954 “LA CHISPA” Lema:
“En la indolencia cívica del ciudadano, se fundamentan los abusos del Poder”
TODOS
SOMOS CREYENTES… EN CIERTA FORMA
Cuando decimos que no creemos en
algo, ya estamos admitiendo la posibilidad de la existencia de ese ente acerca del cual estamos haciendo una
negación. Ocuparnos de algo, aunque solo
sea para negarlo es, en cierta forma, aceptar su presencia. Al menos, subjetiva, ya que lo hemos elevado
a la categoría de tema de discusión. Y si
hacemos extensiva esta conducta hacia la generalidad de los asuntos que nos
ocupan, nos damos cuenta de que somos fervorosos creyentes en cientos de
cuestiones cuya probabilidad de realización es ínfima; pero seguimos
creyendo. Creemos que nos quieren, que
somos inteligentes, guapos, indispensables, buenos, sensatos, correctos y que,
este domingo, sí nos vamos a ganar la lotería.
Si observamos bien, sin apasionamiento ni contumacia, nos daremos cuenta
de cuál es la naturaleza de la substancia con la cual vamos construyendo
nuestras vidas día a día. Casi todo el
material que utilizamos se fundamenta en CREENCIAS. Solo piensen un poco, y verán la
realidad. Todos nuestros planes se
afincan en suposiciones, teorías, cálculos, corazonadas
y todo tipo de elementos que muy poco tienen que ver con la razón o los
hechos. Básicamente son creencias, no
importa el color con el cual queramos matizarlas.
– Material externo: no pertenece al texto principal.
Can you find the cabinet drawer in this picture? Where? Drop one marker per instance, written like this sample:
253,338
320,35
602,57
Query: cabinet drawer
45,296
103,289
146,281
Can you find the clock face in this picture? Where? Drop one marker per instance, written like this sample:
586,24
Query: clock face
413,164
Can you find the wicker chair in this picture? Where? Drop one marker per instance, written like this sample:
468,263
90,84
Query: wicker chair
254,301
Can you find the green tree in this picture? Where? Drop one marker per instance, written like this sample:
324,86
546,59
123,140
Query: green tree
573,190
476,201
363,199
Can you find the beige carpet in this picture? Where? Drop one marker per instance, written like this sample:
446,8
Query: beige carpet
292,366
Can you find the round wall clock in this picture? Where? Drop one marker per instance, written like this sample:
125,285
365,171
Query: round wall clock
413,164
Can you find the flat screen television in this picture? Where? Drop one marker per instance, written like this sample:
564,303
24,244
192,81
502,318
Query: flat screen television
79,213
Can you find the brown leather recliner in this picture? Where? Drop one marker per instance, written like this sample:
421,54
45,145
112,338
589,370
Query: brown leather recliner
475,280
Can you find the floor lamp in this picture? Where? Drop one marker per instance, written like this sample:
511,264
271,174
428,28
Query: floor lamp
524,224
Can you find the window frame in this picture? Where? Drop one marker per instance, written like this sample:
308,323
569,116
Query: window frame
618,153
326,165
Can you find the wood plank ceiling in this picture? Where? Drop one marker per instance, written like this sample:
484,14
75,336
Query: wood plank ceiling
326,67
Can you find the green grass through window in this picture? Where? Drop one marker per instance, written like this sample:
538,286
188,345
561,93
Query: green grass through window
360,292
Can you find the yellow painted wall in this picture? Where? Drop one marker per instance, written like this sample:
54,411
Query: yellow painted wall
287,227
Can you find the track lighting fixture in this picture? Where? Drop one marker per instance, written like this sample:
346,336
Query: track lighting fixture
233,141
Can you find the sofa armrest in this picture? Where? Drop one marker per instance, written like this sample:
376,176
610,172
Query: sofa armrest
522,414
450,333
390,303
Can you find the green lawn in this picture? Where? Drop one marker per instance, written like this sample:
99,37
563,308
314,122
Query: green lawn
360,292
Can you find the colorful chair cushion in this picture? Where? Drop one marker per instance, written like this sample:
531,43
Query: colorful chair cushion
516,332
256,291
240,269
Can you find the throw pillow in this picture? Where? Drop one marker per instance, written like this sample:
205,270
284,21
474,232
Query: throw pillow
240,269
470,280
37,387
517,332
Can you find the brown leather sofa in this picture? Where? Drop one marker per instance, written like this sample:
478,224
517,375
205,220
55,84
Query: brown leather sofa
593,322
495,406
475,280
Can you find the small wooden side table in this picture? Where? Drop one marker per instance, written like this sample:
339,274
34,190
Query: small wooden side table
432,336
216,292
Analicen cualquier programa o
proyecto que tengan, y verán que está basado en creencias (no necesariamente
religiosas) más o menos posibles; porque de no ser así, estaríamos hablando de
certeza; y todos sabemos muy bien que tal cosa no existe. Todo son suposiciones. Nadie tiene la seguridad de estar loco o
cuerdo, y todas las posiciones son relativas.
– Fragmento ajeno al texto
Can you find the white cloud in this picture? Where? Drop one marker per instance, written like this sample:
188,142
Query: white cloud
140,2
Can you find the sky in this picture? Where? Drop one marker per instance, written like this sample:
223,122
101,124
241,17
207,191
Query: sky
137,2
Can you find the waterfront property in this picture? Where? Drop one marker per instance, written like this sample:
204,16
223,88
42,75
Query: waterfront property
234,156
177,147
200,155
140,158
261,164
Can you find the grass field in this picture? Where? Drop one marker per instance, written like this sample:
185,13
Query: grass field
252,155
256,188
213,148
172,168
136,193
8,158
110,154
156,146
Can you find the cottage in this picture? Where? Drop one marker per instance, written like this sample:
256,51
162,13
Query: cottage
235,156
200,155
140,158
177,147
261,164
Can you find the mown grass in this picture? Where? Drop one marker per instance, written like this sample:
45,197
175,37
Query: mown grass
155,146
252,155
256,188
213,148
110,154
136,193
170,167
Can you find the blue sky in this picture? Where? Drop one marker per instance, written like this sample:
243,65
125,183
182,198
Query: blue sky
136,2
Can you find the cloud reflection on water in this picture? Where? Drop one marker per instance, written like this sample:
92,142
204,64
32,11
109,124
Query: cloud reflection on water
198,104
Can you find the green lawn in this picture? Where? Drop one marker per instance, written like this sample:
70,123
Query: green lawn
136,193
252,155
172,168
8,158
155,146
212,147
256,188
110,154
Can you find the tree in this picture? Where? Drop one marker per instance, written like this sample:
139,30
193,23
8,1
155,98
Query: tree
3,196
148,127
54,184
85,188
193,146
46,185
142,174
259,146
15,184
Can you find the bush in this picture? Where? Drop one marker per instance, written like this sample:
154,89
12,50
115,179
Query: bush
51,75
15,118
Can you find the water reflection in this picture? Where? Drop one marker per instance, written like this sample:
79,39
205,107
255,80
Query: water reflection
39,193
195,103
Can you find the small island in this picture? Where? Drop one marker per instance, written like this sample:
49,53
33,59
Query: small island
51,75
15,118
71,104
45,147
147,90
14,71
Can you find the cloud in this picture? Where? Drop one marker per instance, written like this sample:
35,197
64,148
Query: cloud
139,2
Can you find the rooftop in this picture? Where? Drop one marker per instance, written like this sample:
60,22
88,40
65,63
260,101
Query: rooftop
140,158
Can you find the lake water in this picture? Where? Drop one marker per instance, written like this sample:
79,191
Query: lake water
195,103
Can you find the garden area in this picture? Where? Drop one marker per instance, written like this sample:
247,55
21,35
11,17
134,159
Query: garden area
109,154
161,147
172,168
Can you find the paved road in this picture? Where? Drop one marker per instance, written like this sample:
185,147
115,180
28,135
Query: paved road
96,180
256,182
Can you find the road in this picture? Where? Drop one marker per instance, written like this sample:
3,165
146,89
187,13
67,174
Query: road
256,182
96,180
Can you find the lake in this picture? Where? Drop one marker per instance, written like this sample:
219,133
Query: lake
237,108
Únicamente en el fanatismo se encuentran los estados de certeza, en
donde el individuo está más allá de la razón, y toda forma de entendimiento le
ha sido velada. Esto suele ocurrir,
principalmente, en las religiones; también se produce en los deportes, política
y algunos campos más. También se da en
el materialismo cuando este es absoluto y niega todo aquello que no sea la
materia. Solo esta gente tiene certidumbre
de su mundo; los demás son “creyentes”.
Tanto el ateo como el creyente son creyentes; el uno cree en Dios o
algún tipo de dios, y el otro CREE
que estos no existen, y CREE que
basta su negación para que su sistema de creencias permanezca inmutable; es
más, traslada la obligación de la prueba al creyente. Así que se desentiende de la discusión y
supone que NO está obligado a demostrar que Dios o los dioses no existen. De hecho, la negativa de los ateos se ha
sustentado, tradicionalmente, en la falta de pruebas que tienen aquellos para
demostrar la existencia de dios y el mundo espiritual; y con eso se han dado
por satisfechos. Y los menos cultos
entre ellos, exigen pruebas materiales de la presencia de seres
superiores. Personas sin atributos de
ninguna clase, suponen (creen) que son merecedores de que Dios se les aparezca
y les haga algún tipo de milagro que demuestre su existencia. Exigen una demostración física de la Deidad,
o por lo menos, del mundo espiritual. O
de un muerto cualquiera. Sin embargo, no
sería aceptable que un incrédulo gozara de un privilegio que no han tenido
grandes varones cuya santidad está más allá de toda duda. Según la Biblia, ni Abraham, Jacob o Moisés
pudieron ver a Yavé (el dios judío); sin embargo, una mujer que NO era judía y ni siquiera creía en él (Rebeca),
recibió, personalmente, todo tipo de asesoramiento de ese dios para beneficiar
a su hijo Jacob en perjuicio de Esaú. ¿Qué justicia habría en que un incrédulo
viera a Dios, solo para satisfacer su curiosidad, mientras que millones de
sinceros creyentes que adoran a sus elusivas deidades, no las vieran
jamás?
Cuando los no creyentes piden ese
beneficio, están admitiendo la creencia en una posibilidad que, en caso de
darse, es probable no sabrían qué hacer o pensar a partir de ahí. Vean que ni siquiera la muerte es una
certeza, pues solo sabemos que el cuerpo deja de funcionar y se descompone en
sus elementos. Y aquí, tanto el feligrés
como el ateo, continúan siendo creyentes.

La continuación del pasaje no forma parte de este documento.